Overall, the vehicles filled the need for small, cheap cars, which were characteristic of post-war Germany, and they provided a comparatively high standard of comfort and reliability. For several years in the 1950s, they rose to third place in the annual licensing statistics, behind only Volkswagen and Opel. In spite of that success, there was little prestige gained in driving a Lloyd. In the vernacular, the Lloyd 300 was called "Leukoplastbomber", due to the owners' habit of repairing nicks in the fabric of the body with sticking plaster called Leukoplast. A contemporary derisive verse went "Wer den Tod nicht scheut, fährt Lloyd" ("He who is not afraid of death, drives a Lloyd").

Pietro Frua designed a coupé based on the Lloyd Alexander, which was presented at the Turin Motor Show in November 1958.

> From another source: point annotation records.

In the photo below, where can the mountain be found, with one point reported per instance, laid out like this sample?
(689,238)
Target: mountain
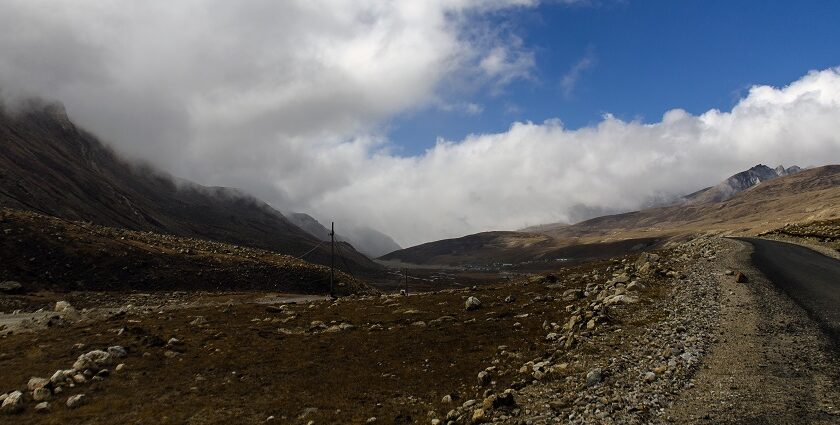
(798,195)
(368,241)
(51,166)
(805,195)
(740,182)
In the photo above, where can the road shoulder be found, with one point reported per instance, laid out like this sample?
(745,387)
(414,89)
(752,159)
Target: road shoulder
(772,363)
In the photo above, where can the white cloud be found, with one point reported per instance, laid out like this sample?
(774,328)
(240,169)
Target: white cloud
(288,101)
(540,173)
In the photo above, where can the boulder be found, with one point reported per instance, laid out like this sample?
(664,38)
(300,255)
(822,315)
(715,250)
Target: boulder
(61,306)
(484,378)
(13,403)
(117,351)
(93,360)
(620,299)
(472,303)
(479,416)
(35,383)
(594,377)
(11,287)
(61,376)
(77,401)
(42,394)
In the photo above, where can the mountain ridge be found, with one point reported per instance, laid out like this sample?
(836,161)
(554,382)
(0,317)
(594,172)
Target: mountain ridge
(57,168)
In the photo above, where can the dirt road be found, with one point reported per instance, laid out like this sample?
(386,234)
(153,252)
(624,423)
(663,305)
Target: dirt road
(808,277)
(773,364)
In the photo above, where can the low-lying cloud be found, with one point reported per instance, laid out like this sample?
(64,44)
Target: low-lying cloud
(290,101)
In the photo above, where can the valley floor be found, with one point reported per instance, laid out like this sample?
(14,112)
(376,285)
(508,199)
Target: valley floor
(652,339)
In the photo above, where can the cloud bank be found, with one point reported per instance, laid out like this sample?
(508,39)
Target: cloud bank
(290,101)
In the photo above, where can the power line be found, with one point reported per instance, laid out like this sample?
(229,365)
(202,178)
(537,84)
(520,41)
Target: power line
(311,250)
(70,222)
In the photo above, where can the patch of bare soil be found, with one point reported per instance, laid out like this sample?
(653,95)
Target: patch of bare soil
(46,253)
(771,366)
(389,357)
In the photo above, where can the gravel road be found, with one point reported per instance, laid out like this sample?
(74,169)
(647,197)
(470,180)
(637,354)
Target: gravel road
(808,277)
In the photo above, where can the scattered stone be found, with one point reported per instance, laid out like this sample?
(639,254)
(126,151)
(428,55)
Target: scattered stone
(42,394)
(479,416)
(61,306)
(35,383)
(118,351)
(61,376)
(77,401)
(11,287)
(472,303)
(593,377)
(484,378)
(199,321)
(13,403)
(93,360)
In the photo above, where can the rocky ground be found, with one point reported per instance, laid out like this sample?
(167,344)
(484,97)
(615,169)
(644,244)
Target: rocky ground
(655,338)
(45,253)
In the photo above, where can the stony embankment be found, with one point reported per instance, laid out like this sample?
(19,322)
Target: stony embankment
(637,334)
(64,385)
(39,252)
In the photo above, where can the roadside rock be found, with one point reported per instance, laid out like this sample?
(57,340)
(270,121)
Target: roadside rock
(61,306)
(77,401)
(13,403)
(93,360)
(11,287)
(593,377)
(472,303)
(42,394)
(36,383)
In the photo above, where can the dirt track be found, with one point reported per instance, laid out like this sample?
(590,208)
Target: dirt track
(772,365)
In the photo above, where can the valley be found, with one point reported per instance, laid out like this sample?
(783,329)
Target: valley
(185,304)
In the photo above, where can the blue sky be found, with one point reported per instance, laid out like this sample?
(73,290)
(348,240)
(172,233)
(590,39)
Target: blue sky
(334,107)
(646,57)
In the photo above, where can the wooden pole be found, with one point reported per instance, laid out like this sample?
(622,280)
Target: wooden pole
(332,259)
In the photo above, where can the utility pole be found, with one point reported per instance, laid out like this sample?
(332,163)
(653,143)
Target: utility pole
(332,258)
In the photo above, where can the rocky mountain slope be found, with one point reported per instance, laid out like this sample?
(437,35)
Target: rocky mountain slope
(796,196)
(494,249)
(51,166)
(741,182)
(46,253)
(368,241)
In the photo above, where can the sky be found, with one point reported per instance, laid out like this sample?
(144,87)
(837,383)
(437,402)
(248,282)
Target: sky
(436,119)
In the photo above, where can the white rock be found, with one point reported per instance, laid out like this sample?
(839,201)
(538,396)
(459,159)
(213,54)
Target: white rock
(93,360)
(61,306)
(76,401)
(42,394)
(117,351)
(35,383)
(472,303)
(13,403)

The parent company failed in 1961 but cars were still made up to 1963. By that time, the LP 900 was named "Borgward Arabella" instead of "Lloyd Arabella".

===Models===

| Type | Body style | Period | Engine | cubic capacity | hp (DIN) | Gears | Speed |
|---|---|---|---|---|---|---|---|
| Lloyd LP 300 | saloon | 1950–1952 | 2 cylinders two-stroke | 293 | 10 | 3 | 75 km/h (47 mph) |
| Lloyd LS 300 / LK 300 | LS: estate car LK: van | 1951–1952 | 2 cylinders two-stroke | 293 | 10 | 3 | 75 km/h (47 mph) |
| Lloyd LC 300 | coupé | 1951–1952 | 2 cylinders two-stroke | 293 | 10 | 3 | 75 km/h (47 mph) |
| Lloyd LP 400 | saloon | 1953–1957 | 2 cylinders two-stroke | 386 | 13 | 3 | 75 km/h (47 mph) |
| Lloyd LS 400 / LK 400 | LS: estate car LK: van | 1953–1957 | 2 cylinders two-stroke | 386 | 13 | 3 | 75 km/h (47 mph) |
| Lloyd LC 400 | convertible | 1953–1957 | 2 cylinders two-stroke | 386 | 13 | 3 | 75 km/h (47 mph) |
| Lloyd LT 500 | van / 6-seater minivan | 1953–1957 | 2 cylinders two-stroke | 386 | 13 | 3 | 75 km/h (47 mph) |
| Lloyd LP 250 and 250 V | saloon | 1956–1957 | 2 cylinders two-stroke | 250 | 11 | 3 | 75 km/h (47 mph) |
| Lloyd LP 600 | saloon | 1955–1961 | 2 cylinders four-stroke | 596 | 19 | 3 | 100 km/h (62 mph) |
| Lloyd LS 600 / LK 600 | LS: estate car LK: van | 1955–1961 | 2 cylinders four-stroke | 596 | 19 | 4 | 100 km/h (62 mph) |
| Lloyd LC 600 | convertible "Cabrio-Limousine" | 1955–1961 | 2 cylinders four-stroke | 596 | 19 | 4 | 100 km/h (62 mph) |
| Lloyd Alexander | saloon or estate car | 1957–1961 | 2 cylinders four-stroke | 596 | 19 | 4 | 100 km/h (62 mph) |
| Lloyd Alexander TS | saloon or estate car | 1958–1961 | 2 cylinders four-stroke | 596 | 25 | 4 | 107 km/h (66 mph) |
| Lloyd LT 600 | van/minivan pickup truck | 1955–1961 | 2 cylinders four-stroke | 596 | 19 | 4 | 85 km/h (53 mph) |
| Lloyd Theodor | LT 600 RV | 1955–1961 | 2 cylinders four-stroke | 596 | 19 | 4 | 85 km/h (53 mph) |
| Lloyd Arabella | saloon | 1959–1961 | 4 cylinders four-stroke | 897 | 38 1960–1963 also 34 | 4 | 120 km/h (75 mph) |
| Lloyd Arabella de Luxe | saloon | 1960–1961 | 4 cylinders four-stroke | 897 | 45 | 4 | 133 km/h (83 mph) |
| Lloyd EL 1500 | electric van |  | electric | - |  | - |  |
| Lloyd EL 2500 | electric van |  | electric | - |  | - |  |

| Type | number of cars built |
|---|---|
| Lloyd 300 LP, LS and LC | 18,087 |
| Lloyd 400 LP, LS and LC | 109,878 |
| Lloyd 250 and 250 V | 3,768 |
| Lloyd 600 LP, LS and LC, Alexander and Alexander TS | 176,524 |
| Lloyd Arabella and Arabella de Luxe | 47,549 |

==Australian production – The Lloyd-Hartnett==
The Lloyd 600 was assembled in Australia by a company formed as joint venture between Carl Borgward and Laurence Hartnett in the late 1950s. The car was introduced in December 1957 as the Lloyd-Hartnett and a total of 3000 cars were built before production ceased in 1962.